By: Alexander Burns, Jasmine Lee, Rachel Shorey
Two rogue billionaires — one on the left, one on the right — have emerged as the biggest political spenders of the 2018 elections, defying their own parties and pouring millions of dollars into confrontational campaign tactics.
Tom Steyer, a former hedge fund investor based in California, is the biggest individual donor on the Democratic side. His Republican counterpart is Richard Uihlein, an elusive packaging supplies magnate from Illinois.
Mr. Steyer is a controversial figure among Democrats. He has funded ads calling for President Trump’s removal and has chided Democrats for being too timid.
Mr. Steyer’s direct political spending goes through NextGen Climate Action, an advocacy group he controls, which finances ads and passes money to more traditional Democratic PACs. In the last two election cycles, he has spent more later in the season.
In addition to the spending reported to the Federal Election Commission, Mr. Steyer has committed $20 million to his campaign to impeach the president, which has included digital and TV ads, and billboards in prominent locations like Times Square.
Mr. Uihlein has mostly supported political committees that back hard-line conservatives. He began stepping up his federal contributions during the 2016 elections, and this year, has already spent close to the total he spent in that entire cycle.
Long a power broker in Illinois and Wisconsin political circles, Mr. Uihlein has taken an even more aggressive political approach this year.
He has intervened in Republican primaries against incumbents, donating to a super PAC that backs an insurgent Senate candidate in Mississippi and, at the state level, bankrolling a hard-right challenger to the Republican governor of Illinois.
Tiffany Muller, president of End Citizens United, a Democratic group that supports campaign finance regulation, said Mr. Uihlein was among the most important donors on the right but has not “gotten the same attention as the Kochs or even the Mercers.”
“He supports the most extreme candidates and inflexible positions,” Ms. Muller said of Mr. Uihlein, adding: “It’s not just candidates he funds, but right-wing groups to try to influence policy.”
Much of Mr. Uihlein’s money so far this cycle has gone to the Club for Growth, a small-government committee that operates aggressively in primary elections. He has also given to a super PAC controlled by John Bolton, including a quarter-million dollars in February, shortly before Mr. Bolton was appointed national security adviser.

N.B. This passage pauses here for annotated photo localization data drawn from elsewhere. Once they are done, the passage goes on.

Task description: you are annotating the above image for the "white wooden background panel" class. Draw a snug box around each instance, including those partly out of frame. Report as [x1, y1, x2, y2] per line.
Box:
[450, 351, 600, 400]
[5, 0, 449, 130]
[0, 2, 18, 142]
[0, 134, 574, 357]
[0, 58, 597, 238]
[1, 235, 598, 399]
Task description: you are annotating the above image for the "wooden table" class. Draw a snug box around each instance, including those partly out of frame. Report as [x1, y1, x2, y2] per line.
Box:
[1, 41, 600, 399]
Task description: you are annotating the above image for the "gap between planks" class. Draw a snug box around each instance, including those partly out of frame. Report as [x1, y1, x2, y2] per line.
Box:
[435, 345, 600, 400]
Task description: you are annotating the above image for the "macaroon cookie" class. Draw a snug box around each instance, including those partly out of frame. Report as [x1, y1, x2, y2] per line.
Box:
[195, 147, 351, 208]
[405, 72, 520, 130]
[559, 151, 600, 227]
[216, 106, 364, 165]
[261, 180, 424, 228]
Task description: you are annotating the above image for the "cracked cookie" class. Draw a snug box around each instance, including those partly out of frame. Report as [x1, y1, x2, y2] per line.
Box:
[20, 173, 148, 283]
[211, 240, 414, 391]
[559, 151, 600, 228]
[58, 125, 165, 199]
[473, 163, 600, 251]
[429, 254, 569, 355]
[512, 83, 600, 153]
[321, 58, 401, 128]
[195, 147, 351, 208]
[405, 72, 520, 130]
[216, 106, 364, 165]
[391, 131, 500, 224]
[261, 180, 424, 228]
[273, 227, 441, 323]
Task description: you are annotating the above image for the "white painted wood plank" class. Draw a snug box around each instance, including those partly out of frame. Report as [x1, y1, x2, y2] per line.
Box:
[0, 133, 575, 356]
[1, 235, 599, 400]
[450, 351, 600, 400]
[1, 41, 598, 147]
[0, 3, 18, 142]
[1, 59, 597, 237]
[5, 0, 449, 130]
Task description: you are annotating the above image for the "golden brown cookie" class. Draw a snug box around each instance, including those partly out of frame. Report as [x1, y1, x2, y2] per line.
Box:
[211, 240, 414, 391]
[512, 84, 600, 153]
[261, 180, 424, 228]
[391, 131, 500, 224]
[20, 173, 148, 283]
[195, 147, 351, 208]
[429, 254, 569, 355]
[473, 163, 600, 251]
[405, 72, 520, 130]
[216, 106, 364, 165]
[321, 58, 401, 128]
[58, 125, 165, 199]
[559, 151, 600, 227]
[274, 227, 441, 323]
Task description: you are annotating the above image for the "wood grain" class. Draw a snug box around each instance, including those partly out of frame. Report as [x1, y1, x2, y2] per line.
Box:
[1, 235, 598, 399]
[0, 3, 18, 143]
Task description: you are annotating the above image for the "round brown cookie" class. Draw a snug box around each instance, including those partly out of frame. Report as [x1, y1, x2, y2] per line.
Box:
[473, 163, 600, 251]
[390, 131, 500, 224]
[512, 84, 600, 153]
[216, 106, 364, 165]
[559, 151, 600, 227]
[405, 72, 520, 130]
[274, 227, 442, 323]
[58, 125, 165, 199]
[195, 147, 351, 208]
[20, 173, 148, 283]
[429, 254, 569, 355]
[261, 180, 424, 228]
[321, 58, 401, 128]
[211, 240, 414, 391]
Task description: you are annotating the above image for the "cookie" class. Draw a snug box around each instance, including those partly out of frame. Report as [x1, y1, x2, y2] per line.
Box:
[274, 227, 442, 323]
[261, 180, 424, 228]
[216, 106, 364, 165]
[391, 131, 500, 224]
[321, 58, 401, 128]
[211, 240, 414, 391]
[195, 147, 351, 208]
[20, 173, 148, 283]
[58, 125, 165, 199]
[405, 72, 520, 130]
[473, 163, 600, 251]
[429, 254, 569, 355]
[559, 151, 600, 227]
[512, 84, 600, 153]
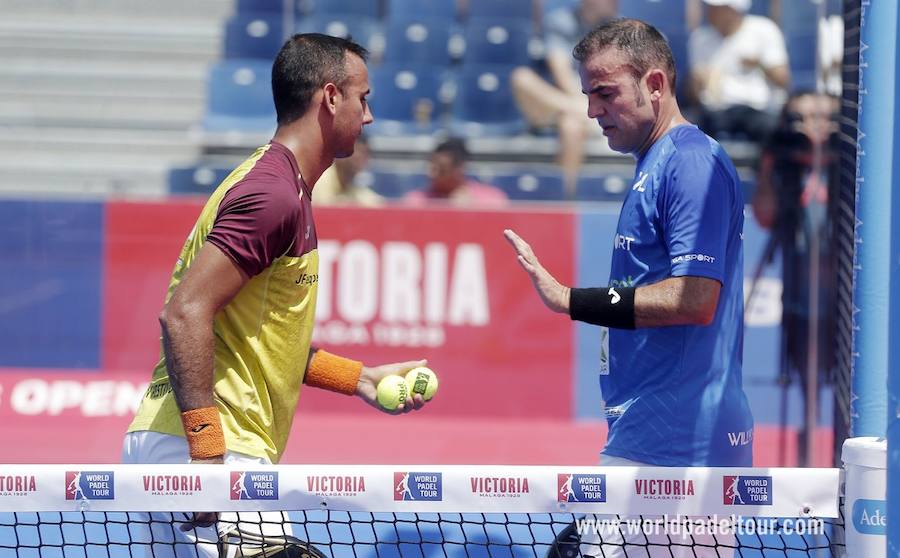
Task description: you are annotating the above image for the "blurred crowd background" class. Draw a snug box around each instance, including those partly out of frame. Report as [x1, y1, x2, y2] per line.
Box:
[0, 0, 847, 467]
[0, 0, 842, 203]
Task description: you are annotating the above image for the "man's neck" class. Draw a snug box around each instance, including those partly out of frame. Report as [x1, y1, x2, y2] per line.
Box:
[635, 102, 689, 159]
[716, 15, 743, 37]
[272, 119, 333, 189]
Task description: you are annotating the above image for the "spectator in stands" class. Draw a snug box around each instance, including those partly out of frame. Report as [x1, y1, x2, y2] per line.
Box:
[511, 0, 618, 198]
[818, 14, 843, 97]
[688, 0, 790, 142]
[313, 135, 384, 206]
[752, 91, 839, 228]
[751, 91, 839, 466]
[404, 138, 508, 206]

“There are probably more donors who are ideologically driven today than there were in the past,” said Mr. Keating, a former strategist for the Club for Growth.
But Mr. Keating cautioned that the prominence of activist donors could also fade over the course of the year, once primary season is over. Many wealthy donors, he said, prefer to save their spending for the more straightforward fall contests that pit one Republican against one Democrat.
Indeed, beyond Mr. Uihlein and Mr. Steyer, a longer list of individuals who have donated the most so far shows many major givers who appear more conventional in their practices.
Bernard Marcus, a Home Depot co-founder, and Steven A. Cohen, a hedge fund investor, have given a combined $8.3 million, mainly to establishment-aligned Republican groups.
Matthew Rothschild, executive director of the Wisconsin Democracy Campaign, which supports stricter campaign-finance regulation, said Mr. Uihlein’s political role showed how big donors had come to overshadow traditional political parties.
“The parties are increasingly irrelevant,” Mr. Rothschild said. “Billionaires can just set up their own organizations and just dominate a political campaign.”
Mr. Uihlein has done that to a great degree in Wisconsin this year, Mr. Rothschild said, by giving $3.5 million to a super PAC supporting Kevin Nicholson, a Republican running for the Senate. Mr. Nicholson faces a contested primary against a fellow Republican who is backed by a different billionaire.
Mr. Rothschild said voters should not mistake the emergence of competing billionaires as a sign that the campaign finance system is basically stable and fair.
“Our democracy is not supposed to be a tug of war between a couple of billionaires on the left and a couple of billionaires on the right,” he said.